Hundreds of colors and thousands of choices. Flowers may be simply be made up of carpels and stamens but last thing in the mind of a woman in preparing for her wedding day is simple. When the budget is available, an esteemed florist is attached to the decorating army not only for the chapel and the reception area but becomes key in adorning the bridal entourage, from the flower girl and ring bearer up to the bride and groom themselves. 

In nine out of ten weddings floral arrangements are table centerpieces and more often than not that these are complimentary to the bridal bouquet itself. Choosing the right flower is not always easy as its availability differs from country to country and is almost always season dependent. 

During the time of the ancient Greeks and Romans, the bride and groom wore garland on their necks to symbolize new life, hope and fertility. Women on the other hand, also carried bouquets but both of these were actually made not of flowers but of aromatic bunches of herbs and spices to ward off evil spirits. But during the momentous wedding of Queen Victoria to Prince Albert, these herbs and spices were mostly replaced with flowers, particularly Marigolds. Some herbs and spices were retained to fill the bouquet since were believed to increase sexual desire. 

During these times flowers soon became the secret language of lovers and each flower began having its own meanings. Historians even believe that in 17th century Turkey that lovers illicitly began using this “flower language” to convey actual messages. Soon enough this language was formally called of Florigraphy, which literally translates to the language of flowers. The type, color and shade including the combination of these were much like deliberate words used in a sentence. All this richly ensured the taking into tradition of the current use of flowers in the nuptial rites. 

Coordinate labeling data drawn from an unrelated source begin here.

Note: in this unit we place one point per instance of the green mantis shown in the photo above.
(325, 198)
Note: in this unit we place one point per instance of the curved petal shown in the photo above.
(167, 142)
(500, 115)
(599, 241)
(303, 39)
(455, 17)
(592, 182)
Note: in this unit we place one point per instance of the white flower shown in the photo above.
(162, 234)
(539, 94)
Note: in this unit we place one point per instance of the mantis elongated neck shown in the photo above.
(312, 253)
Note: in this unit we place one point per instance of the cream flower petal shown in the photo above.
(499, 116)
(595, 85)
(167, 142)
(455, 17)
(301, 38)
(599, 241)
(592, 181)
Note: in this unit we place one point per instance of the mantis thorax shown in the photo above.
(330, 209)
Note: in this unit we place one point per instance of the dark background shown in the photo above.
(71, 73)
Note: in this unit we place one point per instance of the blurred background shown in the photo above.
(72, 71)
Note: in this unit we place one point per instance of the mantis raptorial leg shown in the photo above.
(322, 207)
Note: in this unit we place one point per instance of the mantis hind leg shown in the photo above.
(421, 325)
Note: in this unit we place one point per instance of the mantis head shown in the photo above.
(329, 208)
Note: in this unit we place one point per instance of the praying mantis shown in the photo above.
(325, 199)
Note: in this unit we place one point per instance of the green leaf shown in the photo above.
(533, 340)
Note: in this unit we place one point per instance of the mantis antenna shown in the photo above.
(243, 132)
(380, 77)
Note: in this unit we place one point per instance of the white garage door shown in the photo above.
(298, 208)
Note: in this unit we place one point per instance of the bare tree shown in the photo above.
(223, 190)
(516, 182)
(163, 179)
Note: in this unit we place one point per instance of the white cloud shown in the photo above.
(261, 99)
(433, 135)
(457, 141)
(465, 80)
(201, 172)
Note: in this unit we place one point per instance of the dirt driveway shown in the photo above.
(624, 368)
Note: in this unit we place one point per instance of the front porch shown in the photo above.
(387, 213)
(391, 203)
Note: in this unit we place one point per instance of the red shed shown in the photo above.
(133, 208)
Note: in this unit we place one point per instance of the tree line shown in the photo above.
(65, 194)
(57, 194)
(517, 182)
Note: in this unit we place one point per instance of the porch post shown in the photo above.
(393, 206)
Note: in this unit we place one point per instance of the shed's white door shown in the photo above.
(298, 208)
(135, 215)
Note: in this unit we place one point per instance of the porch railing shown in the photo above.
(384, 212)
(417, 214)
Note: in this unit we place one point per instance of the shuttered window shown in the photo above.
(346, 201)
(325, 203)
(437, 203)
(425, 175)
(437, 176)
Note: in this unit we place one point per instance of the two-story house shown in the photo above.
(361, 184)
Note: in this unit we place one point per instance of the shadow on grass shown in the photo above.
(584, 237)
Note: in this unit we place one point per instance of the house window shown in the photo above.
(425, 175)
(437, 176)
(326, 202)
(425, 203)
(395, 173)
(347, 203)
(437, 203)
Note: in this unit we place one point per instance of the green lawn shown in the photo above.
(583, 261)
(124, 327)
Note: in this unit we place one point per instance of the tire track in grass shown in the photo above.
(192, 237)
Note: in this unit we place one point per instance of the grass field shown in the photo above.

Although modern women select their flowers for mostly their appealing color and shape to suit their specific personality and style, wedding flowers are still held as a symbol of grace and elegance at weddings. For westerners, the most popular flowers is use today are Roses, orchids and Calla Lily followed by Tulips, Gardenia, Hydrangeas, Lilac, Lily of the Valley, Stephanotis and the Ranunculus. Roses still symbolize love and passion, but its colors means purity (white), friendship (yellow), and desire/enthusiasm (orange) among others. 

Tulips symbolize fame at the same time also means “perfect lover but even the simple Daisy signifies loyal love, while the prized chrysanthemums are used are wedding anniversary gifts. Carnations represent pride and beauty and Daffodils means chivalry. 

In summary, the role of flowers in Weddings can be expanded from a mere decorative element to an additional carrier of a message from groom to the bride and the bride to her guests. Its visual appeal and at times its natural fragrance lift the height and drama of the event. Its symbolism, language and history at weddings continue to hold a promising flavor to the festivity from the sacramental, spiritual and to the social. Not only can most florists design centerpieces, floral accessories and bouquets but be also be consulted for the overall design theme of the event. Even if not locally available, experienced florists can actually import or find access to specialized flower producers and suppliers.